モノを売らずに体験を売る 資生堂が銀座の一等地で“最先端の瞑想”を提供するワケ:インナービューティーチャージ(1/4 ページ)
資生堂が銀座にかまえる「SHISEIDO GLOBAL FLAGSHIP STORE(以下、GFS)」は、業界内でも目新しい体験を提供している。
資生堂が東京・銀座にかまえる「SHISEIDO GLOBAL FLAGSHIP STORE(以下、GFS)」は、業界内でも目新しい体験を提供している。

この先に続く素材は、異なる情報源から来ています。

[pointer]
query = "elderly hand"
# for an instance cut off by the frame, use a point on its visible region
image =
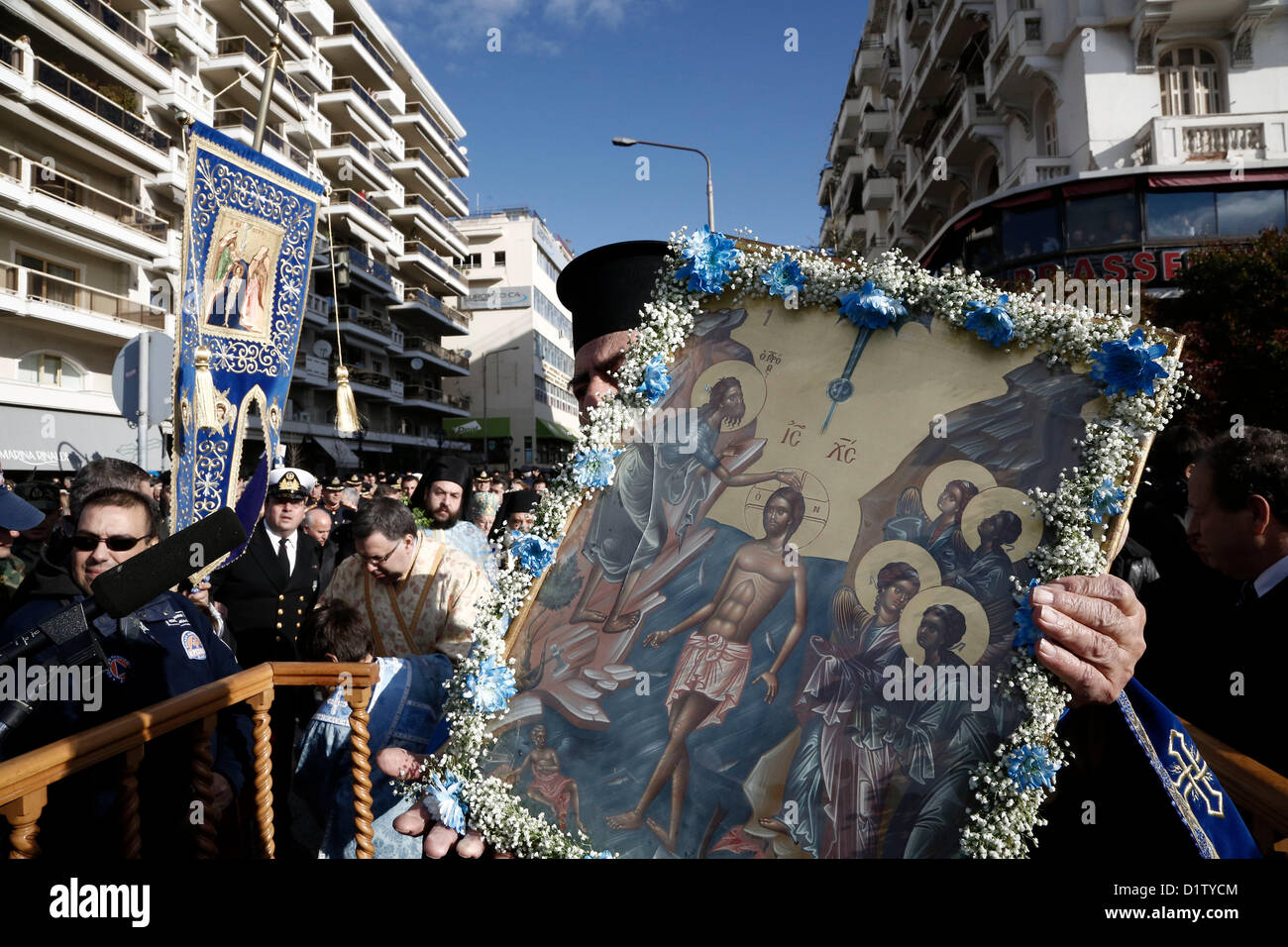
(1095, 634)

事前予約制で受けられる「インナービューティーチャージ(Inner Beauty Charge)」は日本初上陸のカプセル「ソマドーム(SOMADOME)」を使用した「メディテーション」で、ここだけで体験できる常設のプログラムだ。11月3日にはオープン時から内容をリニューアルした。
メディテーションとは“瞑想”のことで、心を落ち着かせ、自分と向き合う行為だ。忙しくデジタルに囲まれた現代人に最適だという考えから、欧米を中心に広まりつつある。なぜ、資生堂はこの体験に力を入れているのだろうか。
「SHISEIDO」の平山友哉・VMDエクセレンスグループ マネージャーは「GFSのコンセプトはデジタルとヒューマンタッチ。テクノロジーを活用してお客さまの好きなタイミングで、好きなように体験してもらうのがストアの狙いだ」と語る。
ブランド「SHISIEDO」は、資生堂の中でも中核を担う存在で、世界88の国と地域で展開する。GFSは東京オリンピック開催に合わせ、ブランドを国内外にアピールする目的で作られた。テーマはフロアごとに異なり、1階は商品やデジタル技術を活用したセミセルフゾーン。
体験結果を記録し、購入したい商品をカートに入れられるリストバンド「S CONNECT」や、商品情報をタッチパネル上で調べて比較検討できるデジタルテスターなどを活用し、人と接触することなくトライアルから購買まで体験できるフローを可能にした。美容液やファンデーションを非接触で試せるオートテスターも導入している。
また、2階では美容部員によるカウンセリングやレッスンなどの接客体験を提供する。そのどちらとも違うのが、地下1階の「インナービューティーチャージ」だ。